Setelah Imam Haramain
meninggal, berangkatlah Imam Ghazali ke perkemahan Wazir Nidzamul Malik. Karena
majelisnya tempat berkumpul para ahli ilmu, sehingga beliau menantang debat
kepada para ulama dan mengalahkan mereka. Kemudian Nidzamul Malik mengangkatnya
menjadi pengajar di madrasahnya di Baghdad
dan memerintahkannya untuk pindah ke sana.
Maka pada tahun 484 H beliau berangkat ke Baghdad
dan mengajar di Madrasah An Nidzamiyah dalam usia tiga puluhan tahun. Disinilah
beliau berkembang dan menjadi terkenal. Mencapai kedudukan yang sangat tinggi.
Pengaruh
Filsafat Dalam Dirinya
Pengaruh filsafat
dalam diri beliau begitu kentalnya. Beliau menyusun buku yang berisi celaan
terhadap filsafat, seperti kitab At
Tahafut yang membongkar kejelekan filsafat. Akan tetapi beliau
menyetujui mereka dalam beberapa hal yang disangkanya benar. Hanya saja
kehebatan beliau ini tidak didasari dengan ilmu atsar dan keahlian dalam
hadits-hadits Nabi yang dapat menghancurkan filsafat. Beliau juga gemar
meneliti kitab Ikhwanush
Shafa dan kitab-kitab Ibnu Sina. Oleh karena itu, Syaikhul Islam
Ibnu Taimiyah berkata, “Al
Ghazali dalam perkataannya sangat dipengaruhi filsafat dari karya-karya Ibnu
Sina dalam kitab Asy Syifa’, Risalah Ikhwanish Shafa dan karya Abu Hayan At
Tauhidi." (Majmu'
Fatawa 6/54).
Hal ini jelas
terlihat dalam kitabnya Ihya'
Ulumuddin. Sehingga Syaikhul Islam Ibnu Taimiyah berkata, "Perkataannya di Ihya Ulumuddin
pada umumnya baik. Akan tetapi di dalamnya terdapat isi yang merusak, berupa
filsafat, ilmu kalam, cerita bohong sufiyah dan hadits-hadits palsu."
(Majmu' Fatawa
6/54).
Demikianlah Imam
Ghazali dengan kejeniusan dan kepakarannya dalam fikih, tasawuf dan ushul,
tetapi sangat sedikit pengetahuannya tentang ilmu hadits dan sunah Rasulullah shallallahu ‘alaihi wa sallam
yang seharusnya menjadi pengarah dan penentu kebenaran. Akibatnya beliau
menyukai filsafat dan masuk ke dalamnya dengan meneliti dan membedah
karya-karya Ibnu Sina dan yang sejenisnya, walaupun beliau memiliki bantahan
terhadapnya. Membuat beliau semakin jauh dari ajaran Islam yang hakiki.

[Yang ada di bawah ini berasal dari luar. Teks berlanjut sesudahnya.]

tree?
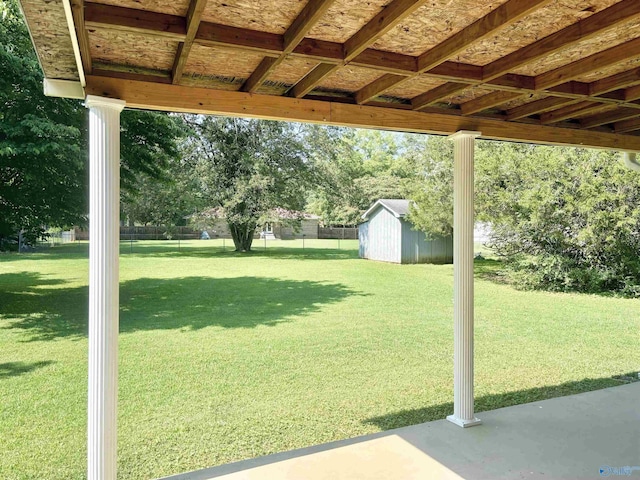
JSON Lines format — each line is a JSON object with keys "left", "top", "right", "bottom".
{"left": 407, "top": 135, "right": 640, "bottom": 295}
{"left": 0, "top": 0, "right": 84, "bottom": 247}
{"left": 476, "top": 142, "right": 640, "bottom": 295}
{"left": 404, "top": 135, "right": 454, "bottom": 238}
{"left": 0, "top": 0, "right": 183, "bottom": 248}
{"left": 306, "top": 128, "right": 417, "bottom": 225}
{"left": 182, "top": 116, "right": 314, "bottom": 252}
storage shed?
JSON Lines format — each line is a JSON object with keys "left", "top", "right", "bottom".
{"left": 359, "top": 199, "right": 452, "bottom": 264}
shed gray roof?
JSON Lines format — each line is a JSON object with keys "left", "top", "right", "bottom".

Adz Dzahabi berkata, "Orang ini (Al Ghazali) menulis
kitab dalam mencela filsafat, yaitu kitab At Tahafut. Dia membongkar kejelekan
mereka, akan tetapi dalam beberapa hal menyetujuinya, dengan prasangka hal itu
benar dan sesuai dengan agama. Beliau tidaklah memiliki ilmu tentang atsar dan
beliau bukanlah pakar dalam hadits-hadits Rasulullah shallallahu ‘alaihi wa
sallam yang dapat mengarahkan akal. Beliau senang membedah dan meneliti kitab
Ikhwanush Shafa. Kitab ini merupakan penyakit berbahaya dan racun yang
mematikan. Kalaulah Abu Hamid bukan seorang yang jenius dan orang yang mukhlis,
niscaya dia telah binasa." (Siyar
A'lam Nubala 19/328).
Syaikhul Islam Ibnu
Taimiyah berkata, "Abu
Hamid condong kepada filsafat. Menampakkannya dalam bentuk tasawuf dan dengan
ibarat Islami (ungkapan syar'i). Oleh karena itu para ulama muslimin membantahnya.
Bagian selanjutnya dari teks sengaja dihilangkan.